While this is not a problem in itself, it may be denying the one problem the Church knows we have, but we put all emphasis on trying to figure out what will bring new blood in while perhaps denying the one thing that may be keeping “outsiders” out: there is no peace in the House.

The Lord revealed to the prophet Nathan that as much as King David desired to build a house for The Lord, The Lord had every intention of building a house for David (2 Samuel 7:11).  David surely meant well, but he was focused on his own ideas and his own will.  Of course we know that a physical structure was not what The Lord had in mind.  There would be something much more enduring than a physical structure.  It is incredibly ironic that the disciples approached Jesus so many generations later in asking if Jesus had a place to stay (John 1:38).  It would take time before they came to realize Jesus Himself is the "House" The Lord intended to "build" - the Covenant into which all are invited to reside.

Without fully realizing it, the problems we face today are the same problems ancient Israel faced before the Exile: the curse of "every man for himself".  And the problem may have been made worse as the post-exile generation overcorrected itself by heaping rule upon rule to make even more rigid those simple but profound Commandments upon which the entire Law rests: “You shall love The Lord your God [with all you have and with all you are]” … and “You shall love your neighbor as yourself.”

I submit to you that in all the extra "rules", they forgot to fully define "love".

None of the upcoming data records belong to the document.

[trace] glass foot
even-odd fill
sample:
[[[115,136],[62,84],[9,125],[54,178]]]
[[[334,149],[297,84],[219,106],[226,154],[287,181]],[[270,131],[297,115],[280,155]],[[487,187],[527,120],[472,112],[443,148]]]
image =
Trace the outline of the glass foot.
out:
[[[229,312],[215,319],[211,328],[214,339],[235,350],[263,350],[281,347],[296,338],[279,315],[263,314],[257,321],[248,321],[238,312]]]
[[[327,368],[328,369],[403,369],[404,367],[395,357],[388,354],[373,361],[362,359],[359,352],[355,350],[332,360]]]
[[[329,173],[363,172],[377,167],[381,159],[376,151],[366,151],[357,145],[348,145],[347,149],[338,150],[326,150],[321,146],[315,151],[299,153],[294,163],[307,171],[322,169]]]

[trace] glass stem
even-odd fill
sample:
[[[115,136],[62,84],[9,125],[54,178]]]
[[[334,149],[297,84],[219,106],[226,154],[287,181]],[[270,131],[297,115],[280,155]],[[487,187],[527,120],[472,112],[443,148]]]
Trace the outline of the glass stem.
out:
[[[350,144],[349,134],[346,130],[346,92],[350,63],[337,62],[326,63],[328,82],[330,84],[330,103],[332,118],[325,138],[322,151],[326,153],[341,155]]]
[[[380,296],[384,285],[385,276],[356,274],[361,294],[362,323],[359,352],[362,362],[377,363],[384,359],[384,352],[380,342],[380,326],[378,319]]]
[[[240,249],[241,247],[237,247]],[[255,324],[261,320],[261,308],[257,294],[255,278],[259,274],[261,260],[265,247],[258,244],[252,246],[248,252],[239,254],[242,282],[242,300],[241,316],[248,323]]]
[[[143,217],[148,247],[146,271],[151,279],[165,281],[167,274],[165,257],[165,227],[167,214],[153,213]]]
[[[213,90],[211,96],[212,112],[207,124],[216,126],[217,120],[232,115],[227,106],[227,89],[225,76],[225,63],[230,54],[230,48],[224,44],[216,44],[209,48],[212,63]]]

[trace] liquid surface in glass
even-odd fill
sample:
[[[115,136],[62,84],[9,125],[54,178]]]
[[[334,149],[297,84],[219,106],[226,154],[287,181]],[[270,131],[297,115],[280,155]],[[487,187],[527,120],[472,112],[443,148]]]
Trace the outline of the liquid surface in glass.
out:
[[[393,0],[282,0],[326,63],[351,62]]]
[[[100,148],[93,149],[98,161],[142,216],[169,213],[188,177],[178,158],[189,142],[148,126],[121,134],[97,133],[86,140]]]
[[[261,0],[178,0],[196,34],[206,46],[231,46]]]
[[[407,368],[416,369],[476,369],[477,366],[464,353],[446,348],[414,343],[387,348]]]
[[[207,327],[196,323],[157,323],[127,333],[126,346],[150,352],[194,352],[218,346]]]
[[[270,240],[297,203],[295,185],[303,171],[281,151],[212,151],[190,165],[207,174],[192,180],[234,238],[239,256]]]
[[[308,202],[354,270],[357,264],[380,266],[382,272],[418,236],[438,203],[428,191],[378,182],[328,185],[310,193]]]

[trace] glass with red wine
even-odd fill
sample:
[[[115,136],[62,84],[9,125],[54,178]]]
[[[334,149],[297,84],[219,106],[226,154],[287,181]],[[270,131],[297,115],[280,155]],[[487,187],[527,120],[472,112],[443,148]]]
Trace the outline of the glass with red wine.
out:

The Word existed before the foundation of the world, the Word was revealed at Sinai, and then that Word became flesh in Bethlehem.  Same God, same Word.  Yet since the birth of Messiah Christians in every generation have tried to create an even “newer” and more “improved” Word that makes more sense to us and accommodates us individually “just as I am”; a “new” word separate - and distinguishable – from the “old”.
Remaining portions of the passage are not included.